For more on the broader civil framework for medical malpractice claims, see Suing for Medical Malpractice in Ontario: What You Need to Know. For the framework for regulatory complaints (which operates separately from civil litigation), see A Patient’s Guide to Making Complaints About Health Care in Ontario.

If you or a family member have suffered serious injury or lost a loved one following an emergency department visit in Ontario, please contact our office for a free consultation. We will tell you honestly whether your case is one we can help with.

A final thought

The Auditor General’s reports document a system under serious strain. The framework of care that emergency physicians, nurses, and institutions are operating in is not the framework of textbook emergency medicine. It is operationally pressured, resource-constrained, and structurally difficult.

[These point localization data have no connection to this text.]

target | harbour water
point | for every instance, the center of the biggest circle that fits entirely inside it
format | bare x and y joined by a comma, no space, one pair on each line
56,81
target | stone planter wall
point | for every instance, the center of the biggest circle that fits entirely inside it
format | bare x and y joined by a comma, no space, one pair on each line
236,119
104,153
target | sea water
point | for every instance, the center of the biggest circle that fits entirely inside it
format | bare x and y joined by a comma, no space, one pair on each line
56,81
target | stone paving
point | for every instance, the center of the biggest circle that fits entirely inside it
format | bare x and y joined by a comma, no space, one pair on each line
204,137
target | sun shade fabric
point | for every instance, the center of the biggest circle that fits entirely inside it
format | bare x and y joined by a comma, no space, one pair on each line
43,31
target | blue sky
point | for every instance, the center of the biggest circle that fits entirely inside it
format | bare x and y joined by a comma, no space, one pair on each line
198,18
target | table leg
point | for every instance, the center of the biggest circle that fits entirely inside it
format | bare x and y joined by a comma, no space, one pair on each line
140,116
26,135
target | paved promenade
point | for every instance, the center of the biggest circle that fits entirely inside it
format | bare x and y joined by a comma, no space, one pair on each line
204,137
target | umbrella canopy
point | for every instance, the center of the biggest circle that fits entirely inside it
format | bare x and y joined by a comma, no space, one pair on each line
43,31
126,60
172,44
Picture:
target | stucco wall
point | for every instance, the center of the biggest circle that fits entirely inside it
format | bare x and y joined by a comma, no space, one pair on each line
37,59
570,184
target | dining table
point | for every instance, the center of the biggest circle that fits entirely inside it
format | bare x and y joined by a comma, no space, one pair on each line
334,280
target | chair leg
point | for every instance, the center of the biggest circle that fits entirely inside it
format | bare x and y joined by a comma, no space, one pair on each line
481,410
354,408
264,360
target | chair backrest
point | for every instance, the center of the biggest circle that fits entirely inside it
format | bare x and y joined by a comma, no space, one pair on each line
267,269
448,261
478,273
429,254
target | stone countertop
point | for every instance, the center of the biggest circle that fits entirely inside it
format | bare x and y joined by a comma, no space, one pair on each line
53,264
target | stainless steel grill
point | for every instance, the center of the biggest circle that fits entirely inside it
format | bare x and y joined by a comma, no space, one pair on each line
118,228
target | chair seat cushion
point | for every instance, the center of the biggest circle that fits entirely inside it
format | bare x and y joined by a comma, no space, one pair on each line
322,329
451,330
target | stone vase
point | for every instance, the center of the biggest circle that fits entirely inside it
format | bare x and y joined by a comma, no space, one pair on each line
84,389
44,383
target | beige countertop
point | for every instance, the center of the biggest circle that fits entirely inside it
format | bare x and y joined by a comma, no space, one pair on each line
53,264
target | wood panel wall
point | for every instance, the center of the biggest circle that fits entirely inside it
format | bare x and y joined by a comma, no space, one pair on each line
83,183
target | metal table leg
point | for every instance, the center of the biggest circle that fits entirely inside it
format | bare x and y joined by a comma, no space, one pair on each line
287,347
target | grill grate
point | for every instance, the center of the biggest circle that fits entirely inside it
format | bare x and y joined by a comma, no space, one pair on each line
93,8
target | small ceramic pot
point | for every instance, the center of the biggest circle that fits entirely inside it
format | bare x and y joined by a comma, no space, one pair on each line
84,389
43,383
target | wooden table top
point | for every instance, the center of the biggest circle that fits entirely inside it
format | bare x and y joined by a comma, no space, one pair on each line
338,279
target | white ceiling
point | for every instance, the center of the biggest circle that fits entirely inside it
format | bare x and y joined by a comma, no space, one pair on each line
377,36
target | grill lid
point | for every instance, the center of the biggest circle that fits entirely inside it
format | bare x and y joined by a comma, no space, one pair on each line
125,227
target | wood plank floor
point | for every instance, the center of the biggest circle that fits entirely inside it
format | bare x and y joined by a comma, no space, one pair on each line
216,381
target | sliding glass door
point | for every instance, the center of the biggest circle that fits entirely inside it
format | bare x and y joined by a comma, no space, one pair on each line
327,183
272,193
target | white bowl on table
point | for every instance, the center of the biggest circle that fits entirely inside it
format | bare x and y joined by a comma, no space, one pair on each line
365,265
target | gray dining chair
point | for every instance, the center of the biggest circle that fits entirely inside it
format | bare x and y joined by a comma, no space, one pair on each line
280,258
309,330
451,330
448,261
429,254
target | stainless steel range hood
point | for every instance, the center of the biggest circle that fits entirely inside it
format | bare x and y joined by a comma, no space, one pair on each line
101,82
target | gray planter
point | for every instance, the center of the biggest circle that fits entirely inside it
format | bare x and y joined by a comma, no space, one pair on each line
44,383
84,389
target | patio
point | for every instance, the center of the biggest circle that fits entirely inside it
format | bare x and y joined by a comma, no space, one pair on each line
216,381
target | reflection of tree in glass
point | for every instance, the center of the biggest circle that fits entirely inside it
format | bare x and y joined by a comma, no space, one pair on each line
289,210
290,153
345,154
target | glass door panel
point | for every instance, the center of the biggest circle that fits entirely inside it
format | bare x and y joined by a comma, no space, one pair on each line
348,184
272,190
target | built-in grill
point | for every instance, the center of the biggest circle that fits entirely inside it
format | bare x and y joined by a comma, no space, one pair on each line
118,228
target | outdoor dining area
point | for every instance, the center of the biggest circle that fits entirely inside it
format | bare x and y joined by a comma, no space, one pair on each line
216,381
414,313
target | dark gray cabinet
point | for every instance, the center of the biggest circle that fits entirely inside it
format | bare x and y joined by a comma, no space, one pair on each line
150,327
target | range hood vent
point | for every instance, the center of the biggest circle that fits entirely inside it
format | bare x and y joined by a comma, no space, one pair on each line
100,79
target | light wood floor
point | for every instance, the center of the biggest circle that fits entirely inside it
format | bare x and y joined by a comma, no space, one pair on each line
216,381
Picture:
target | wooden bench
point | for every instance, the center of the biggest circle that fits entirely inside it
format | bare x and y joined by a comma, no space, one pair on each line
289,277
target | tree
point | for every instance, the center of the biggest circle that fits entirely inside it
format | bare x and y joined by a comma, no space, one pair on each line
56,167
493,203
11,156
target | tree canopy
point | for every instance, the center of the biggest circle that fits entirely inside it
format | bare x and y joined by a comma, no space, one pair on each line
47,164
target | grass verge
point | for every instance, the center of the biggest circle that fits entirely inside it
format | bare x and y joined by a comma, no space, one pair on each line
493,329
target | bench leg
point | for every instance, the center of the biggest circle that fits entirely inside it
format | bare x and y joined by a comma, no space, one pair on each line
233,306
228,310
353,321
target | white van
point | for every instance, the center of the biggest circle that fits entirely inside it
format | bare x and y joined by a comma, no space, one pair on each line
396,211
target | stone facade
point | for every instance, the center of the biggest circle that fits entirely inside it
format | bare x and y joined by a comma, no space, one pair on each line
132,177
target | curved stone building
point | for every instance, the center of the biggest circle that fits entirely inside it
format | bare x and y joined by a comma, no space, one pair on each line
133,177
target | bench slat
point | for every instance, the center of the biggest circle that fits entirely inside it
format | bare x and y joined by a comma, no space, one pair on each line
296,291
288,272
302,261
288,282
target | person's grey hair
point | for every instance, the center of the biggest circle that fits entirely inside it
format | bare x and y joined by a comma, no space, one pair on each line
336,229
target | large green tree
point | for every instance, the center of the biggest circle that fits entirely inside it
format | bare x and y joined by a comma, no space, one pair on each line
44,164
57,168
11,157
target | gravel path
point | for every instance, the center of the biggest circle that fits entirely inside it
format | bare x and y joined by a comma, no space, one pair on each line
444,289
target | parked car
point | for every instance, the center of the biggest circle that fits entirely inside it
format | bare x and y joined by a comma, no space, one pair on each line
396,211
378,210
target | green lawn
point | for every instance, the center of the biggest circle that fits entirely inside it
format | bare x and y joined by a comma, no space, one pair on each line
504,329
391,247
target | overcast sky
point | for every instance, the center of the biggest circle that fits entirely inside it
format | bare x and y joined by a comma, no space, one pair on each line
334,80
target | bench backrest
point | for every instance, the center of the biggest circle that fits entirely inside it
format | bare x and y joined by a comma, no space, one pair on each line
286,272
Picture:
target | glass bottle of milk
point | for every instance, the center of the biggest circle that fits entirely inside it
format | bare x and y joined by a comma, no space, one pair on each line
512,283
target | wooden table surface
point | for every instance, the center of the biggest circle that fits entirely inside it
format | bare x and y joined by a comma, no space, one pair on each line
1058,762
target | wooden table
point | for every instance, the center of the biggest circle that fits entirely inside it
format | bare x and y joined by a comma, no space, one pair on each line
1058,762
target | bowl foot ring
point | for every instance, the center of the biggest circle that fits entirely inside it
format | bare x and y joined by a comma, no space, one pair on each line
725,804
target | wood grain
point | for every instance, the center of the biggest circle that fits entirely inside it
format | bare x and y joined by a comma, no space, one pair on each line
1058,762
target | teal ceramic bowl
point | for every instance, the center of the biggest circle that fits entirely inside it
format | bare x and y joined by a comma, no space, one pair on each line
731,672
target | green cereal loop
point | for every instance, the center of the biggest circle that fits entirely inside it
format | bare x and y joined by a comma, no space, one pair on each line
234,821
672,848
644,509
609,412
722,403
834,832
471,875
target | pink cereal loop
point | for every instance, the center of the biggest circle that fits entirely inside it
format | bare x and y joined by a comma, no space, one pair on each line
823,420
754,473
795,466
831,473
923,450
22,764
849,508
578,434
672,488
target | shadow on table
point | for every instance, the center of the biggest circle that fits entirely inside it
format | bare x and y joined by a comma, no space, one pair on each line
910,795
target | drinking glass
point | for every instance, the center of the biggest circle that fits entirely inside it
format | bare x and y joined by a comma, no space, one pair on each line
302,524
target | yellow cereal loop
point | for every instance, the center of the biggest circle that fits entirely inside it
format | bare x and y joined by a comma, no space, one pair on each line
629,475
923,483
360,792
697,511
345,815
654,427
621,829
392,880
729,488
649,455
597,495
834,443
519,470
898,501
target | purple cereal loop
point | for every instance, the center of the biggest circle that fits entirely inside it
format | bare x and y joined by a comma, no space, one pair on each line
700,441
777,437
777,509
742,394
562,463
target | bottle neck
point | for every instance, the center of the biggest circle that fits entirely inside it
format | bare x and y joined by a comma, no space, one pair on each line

The framework of legal liability does not change because of these realities. The framework continues to ask the same questions: what did the physician or nurse know or reasonably ought to have known; what would a reasonable specialist have done in the circumstances; was the framework of care provided consistent with the standard; did the substandard care cause the harm. Where the answers support a claim, the framework supports the patient’s right to compensation regardless of the systemic context.

This calibration is sometimes uncomfortable. Physicians and nurses who are working extraordinary shifts under pressure can feel that the framework does not adequately recognize the circumstances they operate in. The framework’s response is that the standard exists precisely to protect patients, and that systemic problems cannot be allowed to become a defence to substandard care. Where the system has failed, the framework places the loss on the parties who are positioned to effect change, not on the patient who has already lost the most.

If the systemic problems are to be addressed, the framework needs to remain firm. Where the standard of care has been breached and harm has followed, the framework supports the claim.